Are You Ready For a Resolution? Starting Your Business This Year

February 8, 2014

You might recall over a month ago sitting in your living room and deciding this was the year, the year that you finally acted on your entrepreneurial spirit by starting your business.  But weeks later, you are still not sure where to start or what your first step should be.  Arguably, your most important first step is to create a business plan.  Your business plan should describe your idea, detail your operations, and clearly discuss your expectations for the business.  Creating a plan will enable you to see potential risks with your business, thereby allowing you to make revisions before making foreseeable mistakes.  A good, well-written plan can double as a marketing tool, which will enable you to attain the other most important item for your business – capital. 

Capital can come in two forms – debt (loans) or equity (ownership).  Both can be hard to obtain when you are first starting out.  If you decide that you prefer to sell ownership interest by soliciting investors, then you have to consider the type of formation that will work best for your company.  For example, certain business forms limit the number and type of investors that can have an ownership interest.  Additionally, you have to consider your method for seeking investors, the type of investors you are willing to have buy into your company, and the amount of capital you intend to raise.  These factors, among others, affect whether you violate any securities laws and regulations.  Generally, the act of offering and selling ownership interest in a business is subject to securities regulations unless a qualifying exemption applies (and it often does with small businesses).
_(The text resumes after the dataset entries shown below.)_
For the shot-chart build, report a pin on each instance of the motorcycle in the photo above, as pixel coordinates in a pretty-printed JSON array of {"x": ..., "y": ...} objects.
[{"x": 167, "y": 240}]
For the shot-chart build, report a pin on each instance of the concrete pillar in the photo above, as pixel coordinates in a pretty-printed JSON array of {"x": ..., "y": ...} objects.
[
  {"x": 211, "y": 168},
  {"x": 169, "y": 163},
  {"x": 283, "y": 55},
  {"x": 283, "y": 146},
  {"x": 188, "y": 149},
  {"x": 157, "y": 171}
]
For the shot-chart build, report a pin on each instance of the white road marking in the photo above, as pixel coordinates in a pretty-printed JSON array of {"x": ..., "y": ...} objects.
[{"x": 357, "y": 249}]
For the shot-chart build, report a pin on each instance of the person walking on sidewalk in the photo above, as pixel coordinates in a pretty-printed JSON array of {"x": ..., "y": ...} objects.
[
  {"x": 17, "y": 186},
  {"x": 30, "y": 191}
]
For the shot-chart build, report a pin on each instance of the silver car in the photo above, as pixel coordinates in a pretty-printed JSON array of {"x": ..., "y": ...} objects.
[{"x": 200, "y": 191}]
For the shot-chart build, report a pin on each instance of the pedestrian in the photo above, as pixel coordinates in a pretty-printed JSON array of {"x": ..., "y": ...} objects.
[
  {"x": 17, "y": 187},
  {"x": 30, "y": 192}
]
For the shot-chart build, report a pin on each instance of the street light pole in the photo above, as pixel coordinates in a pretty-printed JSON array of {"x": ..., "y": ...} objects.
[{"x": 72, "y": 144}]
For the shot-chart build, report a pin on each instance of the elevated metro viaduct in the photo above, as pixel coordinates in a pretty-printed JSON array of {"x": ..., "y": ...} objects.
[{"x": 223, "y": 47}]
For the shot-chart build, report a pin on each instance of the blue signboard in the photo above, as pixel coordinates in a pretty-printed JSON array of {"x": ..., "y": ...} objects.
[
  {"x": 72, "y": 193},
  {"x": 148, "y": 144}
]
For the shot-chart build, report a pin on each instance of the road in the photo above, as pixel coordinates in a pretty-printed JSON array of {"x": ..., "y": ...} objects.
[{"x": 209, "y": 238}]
Regardless of your business form, you must file the proper documents required by New York State to show legitimacy to potential investors.

And then there is the four letter word that we both love and hate – debt (or a loan).  Applying for a loan from a traditional bank usually requires an annual statement showing business income for one year, which is practically non-existent for a start-up.  In such cases, friends and family can be good resources.  While you may not feel the need to do so with your mom who will give you the world or your best friend since kindergarten, it is important to document loan transactions because they are treated differently than income under the US tax code.  Failure to evidence the transaction may result in a re-characterization of the funds and result in higher tax liability.  So how do you document loans from your loved ones?    Simple – treat the transaction like any other business deal.  You should draft an agreement that establishes terms for the loan.  It is also a good idea to refer to your business plan to get a sense of when you can start to repay and also to give your “lenders” an idea of what they should expect.  Borrowing from your loved ones doesn’t necessarily mean that you are excused from making disclosures, but rather when you tug on their heart strings, hopefully at the other end is a huge purse.